- Born: July 9, 1955 (age 69)
- Education: Hebrew University of Jerusalem (BSc) Tel Aviv University (MD) Stony Brook University (PhD)
- Occupation(s): Psychiatrist, Neuroscientist, Professor
- Known for: Research in functional brain imaging and emotional regulation
- Spouse: Judd Ne'eman ​ ​(m. 1980; died 2021)​
- Children: 2

= Talma Hendler =

Israeli psychiatrist and neuroscientist (born 1955)

Talma Hendler (Hebrew: תלמה הנדלר; born July 9, 1955) is an Israeli psychiatrist and neuroscientist. Her work focuses on functional brain imaging to study human emotional responses, particularly in relation to stress and trauma.

Hendler is a professor at Tel Aviv University, holding appointments in the School of Psychological Science, the departments of physiology and pharmacology, the department of psychiatry within the Faculty of Medicine, and the Sagol School of Neuroscience. She is also the founding director of the Sagol Brain Institute in Tel Aviv.

== Biography ==
Hendler received a Bachelor of Science degree in biology from the Hebrew University of Jerusalem. She later earned a medical degree (MD) from Tel Aviv University and a PhD in psychobiology from Stony Brook University in New York. After returning to Israel, she completed her residency in psychiatry at Sheba Medical Center.

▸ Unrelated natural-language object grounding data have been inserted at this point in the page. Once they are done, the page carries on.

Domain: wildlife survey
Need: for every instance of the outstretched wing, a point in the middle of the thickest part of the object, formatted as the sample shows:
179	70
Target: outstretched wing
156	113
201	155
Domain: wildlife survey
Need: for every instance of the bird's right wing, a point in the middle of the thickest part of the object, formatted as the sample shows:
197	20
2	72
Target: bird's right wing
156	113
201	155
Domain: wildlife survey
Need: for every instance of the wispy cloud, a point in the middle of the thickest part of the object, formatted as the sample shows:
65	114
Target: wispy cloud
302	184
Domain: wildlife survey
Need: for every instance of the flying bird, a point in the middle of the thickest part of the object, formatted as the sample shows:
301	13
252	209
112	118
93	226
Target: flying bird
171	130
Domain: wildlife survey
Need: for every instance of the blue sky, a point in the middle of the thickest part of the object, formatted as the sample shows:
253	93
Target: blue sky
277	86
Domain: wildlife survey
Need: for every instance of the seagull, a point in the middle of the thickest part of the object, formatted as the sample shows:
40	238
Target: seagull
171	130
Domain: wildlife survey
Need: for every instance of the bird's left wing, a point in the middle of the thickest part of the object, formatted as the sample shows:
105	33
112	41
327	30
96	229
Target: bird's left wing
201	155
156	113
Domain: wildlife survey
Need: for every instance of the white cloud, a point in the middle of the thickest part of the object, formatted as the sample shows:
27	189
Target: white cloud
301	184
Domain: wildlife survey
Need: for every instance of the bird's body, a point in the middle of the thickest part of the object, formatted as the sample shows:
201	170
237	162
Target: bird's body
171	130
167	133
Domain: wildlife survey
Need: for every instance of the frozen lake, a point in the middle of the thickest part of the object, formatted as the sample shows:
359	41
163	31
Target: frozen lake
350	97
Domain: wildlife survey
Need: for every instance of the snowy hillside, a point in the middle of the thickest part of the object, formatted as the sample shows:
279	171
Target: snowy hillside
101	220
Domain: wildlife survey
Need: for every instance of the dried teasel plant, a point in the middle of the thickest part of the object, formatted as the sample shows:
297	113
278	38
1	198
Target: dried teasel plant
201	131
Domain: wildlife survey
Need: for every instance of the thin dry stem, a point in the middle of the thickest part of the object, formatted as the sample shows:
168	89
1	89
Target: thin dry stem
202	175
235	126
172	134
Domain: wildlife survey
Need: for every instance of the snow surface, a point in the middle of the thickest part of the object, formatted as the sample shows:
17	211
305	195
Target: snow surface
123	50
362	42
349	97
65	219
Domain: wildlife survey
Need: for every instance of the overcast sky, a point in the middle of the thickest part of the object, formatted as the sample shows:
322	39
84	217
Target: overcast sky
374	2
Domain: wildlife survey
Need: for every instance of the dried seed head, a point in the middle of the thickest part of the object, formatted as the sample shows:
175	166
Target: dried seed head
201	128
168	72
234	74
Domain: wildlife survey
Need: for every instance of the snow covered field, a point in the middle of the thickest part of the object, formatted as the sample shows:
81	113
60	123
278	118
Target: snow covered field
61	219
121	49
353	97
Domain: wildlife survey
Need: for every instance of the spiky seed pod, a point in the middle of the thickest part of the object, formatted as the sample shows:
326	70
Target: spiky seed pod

She subsequently joined the Tel Aviv Sourasky Medical Center, where she established the Sagol Brain Institute, which has been described as Israel's first research facility dedicated to human neuroimaging.

Hendler was married to the Israeli film director Judd Ne'eman until his death in September 2021. They had two daughters.

== Research ==
Hendler's research utilizes neuroimaging techniques, such as fMRI and EEG, to investigate the neural mechanisms underlying emotional processing and regulation. A significant area of her work is the study of factors that contribute to either vulnerability or resilience to psychiatric disorders following stressful events.

Her research group studies emotional and perceptual processing in both healthy individuals and those with brain pathologies. Her team has investigated brain responses in individuals with post-traumatic stress disorder (PTSD), examining how their brains react to emotionally charged stimuli. Peer-reviewed studies from her lab have shown that in PTSD patients, the visual cortex can exhibit strong responses to trauma-related images even when the images are presented in a way that prevents conscious recognition.